2005 North Carolina Code - General Statutes § 58-65-90. No discrimination against the mentally ill and chemically dependent.

§ 58‑65‑90.  No discrimination against the mentally ill and chemically dependent.

(a)       Definitions. – As used in this section, the term:

(1)       "Mental illness" has the same meaning as defined in G.S. 122C‑3(21); and

(2)       "Chemical dependency" has the same meaning as defined in G.S. 58‑65‑75

with a diagnosis found in the Diagnostic and Statistical Manual of Mental Disorders DSM‑3‑R or the International Classification of Diseases ICD/9/CM, or a later edition of those manuals.

(b)       Coverage of Physical Illness. – No service corporation governed by this Chapter shall, solely because an individual to be insured has or had a mental illness or chemical dependency:

(1)       Refuse to issue or deliver to that individual any individual or group subscriber contract in this State that affords benefits or coverage for medical treatment or service for physical illness or injury;

(2)       Have a higher premium rate or charge for physical illness or injury coverages or benefits for that individual; or

(3)       Reduce physical illness or injury coverages or benefits for that individual.

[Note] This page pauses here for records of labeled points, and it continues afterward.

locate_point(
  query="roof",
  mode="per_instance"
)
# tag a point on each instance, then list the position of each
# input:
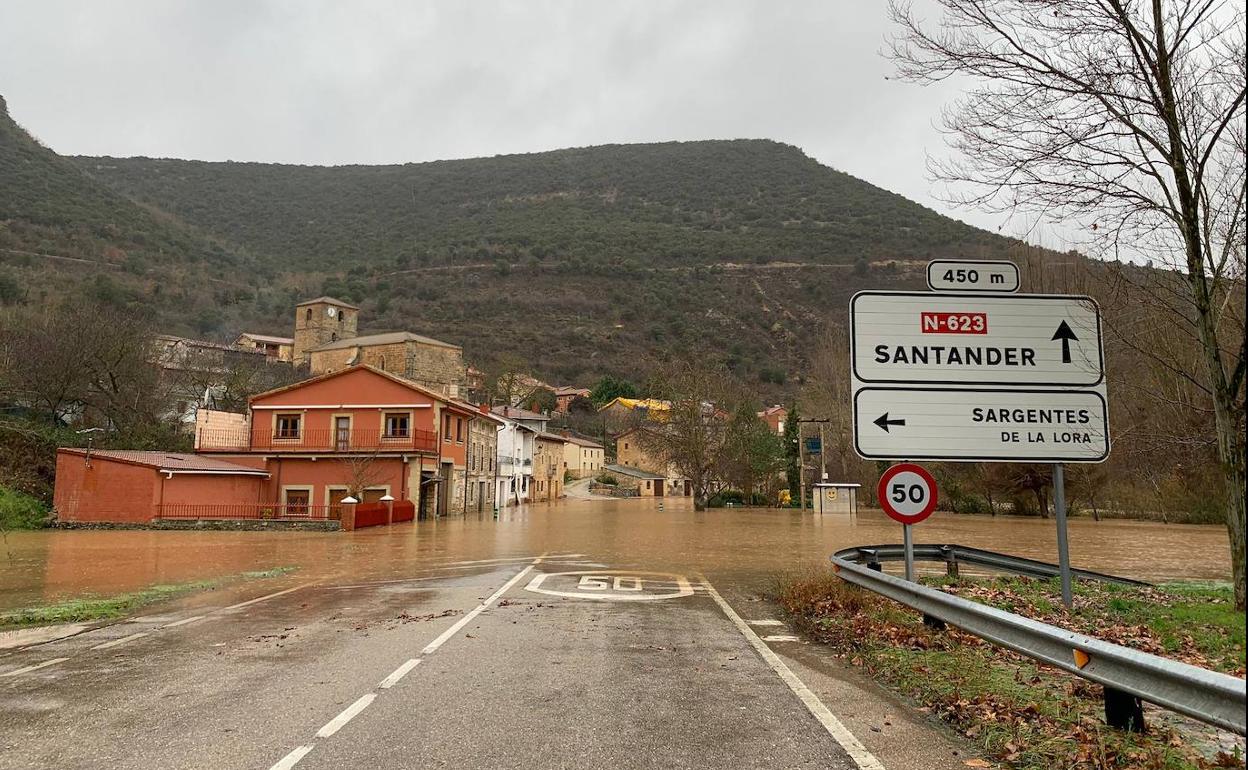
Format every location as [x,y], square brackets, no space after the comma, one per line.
[205,343]
[582,442]
[385,338]
[639,403]
[170,462]
[518,413]
[267,338]
[633,472]
[402,381]
[327,301]
[476,409]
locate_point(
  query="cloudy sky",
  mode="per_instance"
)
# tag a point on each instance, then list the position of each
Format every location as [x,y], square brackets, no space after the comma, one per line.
[305,81]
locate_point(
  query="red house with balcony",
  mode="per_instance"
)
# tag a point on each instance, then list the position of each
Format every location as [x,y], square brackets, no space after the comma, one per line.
[308,444]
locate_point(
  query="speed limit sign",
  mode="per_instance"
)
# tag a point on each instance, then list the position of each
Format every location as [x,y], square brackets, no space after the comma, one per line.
[907,493]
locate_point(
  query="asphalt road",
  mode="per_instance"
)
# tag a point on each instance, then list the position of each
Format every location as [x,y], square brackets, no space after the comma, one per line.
[549,662]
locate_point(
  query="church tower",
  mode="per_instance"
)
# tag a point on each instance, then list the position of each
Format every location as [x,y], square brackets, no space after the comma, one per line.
[320,321]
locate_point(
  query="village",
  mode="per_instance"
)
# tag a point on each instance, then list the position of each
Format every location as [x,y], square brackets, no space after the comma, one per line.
[373,429]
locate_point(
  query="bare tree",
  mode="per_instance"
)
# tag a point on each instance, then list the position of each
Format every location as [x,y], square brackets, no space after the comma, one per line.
[693,436]
[1128,119]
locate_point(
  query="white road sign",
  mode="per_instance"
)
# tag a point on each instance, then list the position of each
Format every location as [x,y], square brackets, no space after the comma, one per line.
[972,276]
[975,340]
[981,424]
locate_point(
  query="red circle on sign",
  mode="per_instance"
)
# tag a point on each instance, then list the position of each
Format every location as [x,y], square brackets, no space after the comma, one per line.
[905,511]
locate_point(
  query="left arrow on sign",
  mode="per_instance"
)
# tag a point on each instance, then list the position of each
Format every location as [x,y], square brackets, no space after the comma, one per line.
[884,422]
[1065,333]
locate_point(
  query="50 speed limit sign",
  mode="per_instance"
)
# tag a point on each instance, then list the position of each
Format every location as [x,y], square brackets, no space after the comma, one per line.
[907,493]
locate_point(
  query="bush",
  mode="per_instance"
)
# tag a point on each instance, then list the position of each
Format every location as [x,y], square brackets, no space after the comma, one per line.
[20,511]
[726,497]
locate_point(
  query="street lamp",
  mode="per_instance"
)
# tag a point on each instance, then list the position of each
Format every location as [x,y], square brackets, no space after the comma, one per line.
[90,438]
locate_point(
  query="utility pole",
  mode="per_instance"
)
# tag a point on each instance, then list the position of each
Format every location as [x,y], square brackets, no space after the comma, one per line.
[801,467]
[823,453]
[801,453]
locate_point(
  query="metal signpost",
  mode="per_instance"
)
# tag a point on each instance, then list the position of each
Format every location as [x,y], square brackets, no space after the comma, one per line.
[907,494]
[965,375]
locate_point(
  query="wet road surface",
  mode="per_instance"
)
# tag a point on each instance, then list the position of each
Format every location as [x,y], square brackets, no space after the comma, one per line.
[634,638]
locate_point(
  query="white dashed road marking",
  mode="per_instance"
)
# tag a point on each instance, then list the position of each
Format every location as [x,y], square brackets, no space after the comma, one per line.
[346,715]
[292,759]
[399,673]
[350,713]
[864,759]
[36,667]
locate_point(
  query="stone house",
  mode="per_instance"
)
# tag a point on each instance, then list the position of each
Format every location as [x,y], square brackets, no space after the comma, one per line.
[318,322]
[583,457]
[633,452]
[436,365]
[775,418]
[564,396]
[276,348]
[481,471]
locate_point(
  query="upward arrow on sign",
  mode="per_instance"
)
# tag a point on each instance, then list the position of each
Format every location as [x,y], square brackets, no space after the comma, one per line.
[1065,333]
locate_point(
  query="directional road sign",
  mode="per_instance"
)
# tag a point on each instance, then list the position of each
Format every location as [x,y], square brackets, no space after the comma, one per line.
[976,340]
[989,424]
[907,493]
[972,276]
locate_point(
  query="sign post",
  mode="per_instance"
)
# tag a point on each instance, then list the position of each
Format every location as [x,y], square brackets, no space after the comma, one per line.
[1063,548]
[974,373]
[907,494]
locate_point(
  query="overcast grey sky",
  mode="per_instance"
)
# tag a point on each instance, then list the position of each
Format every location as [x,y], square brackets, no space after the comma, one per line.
[305,81]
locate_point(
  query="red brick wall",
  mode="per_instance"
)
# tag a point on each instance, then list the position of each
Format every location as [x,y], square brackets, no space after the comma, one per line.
[105,492]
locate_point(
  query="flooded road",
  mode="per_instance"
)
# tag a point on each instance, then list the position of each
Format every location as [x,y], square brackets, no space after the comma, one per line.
[741,548]
[584,633]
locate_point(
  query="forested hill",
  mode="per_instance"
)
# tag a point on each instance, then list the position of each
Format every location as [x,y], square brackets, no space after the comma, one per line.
[652,205]
[579,262]
[49,209]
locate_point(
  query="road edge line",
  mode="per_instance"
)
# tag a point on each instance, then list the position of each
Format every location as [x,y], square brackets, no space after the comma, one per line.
[861,756]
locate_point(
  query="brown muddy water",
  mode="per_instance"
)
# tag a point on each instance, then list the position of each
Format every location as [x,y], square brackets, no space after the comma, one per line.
[745,548]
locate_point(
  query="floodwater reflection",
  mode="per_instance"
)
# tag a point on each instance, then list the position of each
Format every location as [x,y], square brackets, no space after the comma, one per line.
[741,547]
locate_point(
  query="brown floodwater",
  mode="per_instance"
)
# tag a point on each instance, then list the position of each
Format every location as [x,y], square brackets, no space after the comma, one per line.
[743,547]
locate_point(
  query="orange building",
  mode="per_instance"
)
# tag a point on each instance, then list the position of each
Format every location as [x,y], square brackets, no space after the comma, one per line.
[296,454]
[357,428]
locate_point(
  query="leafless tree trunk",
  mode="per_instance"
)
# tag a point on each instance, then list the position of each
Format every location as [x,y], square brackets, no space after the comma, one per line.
[1127,119]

(b1)     Coverage of Mental Illness. – A subscriber contract that covers both physical illness or injury and mental illness may not impose a lesser lifetime or annual dollar limitation on the mental health benefits than on the physical illness or injury benefits, subject to the following:

(1)       A lifetime limit or annual limit may be made applicable to all benefits under the subscriber contract, without distinguishing the mental health benefits.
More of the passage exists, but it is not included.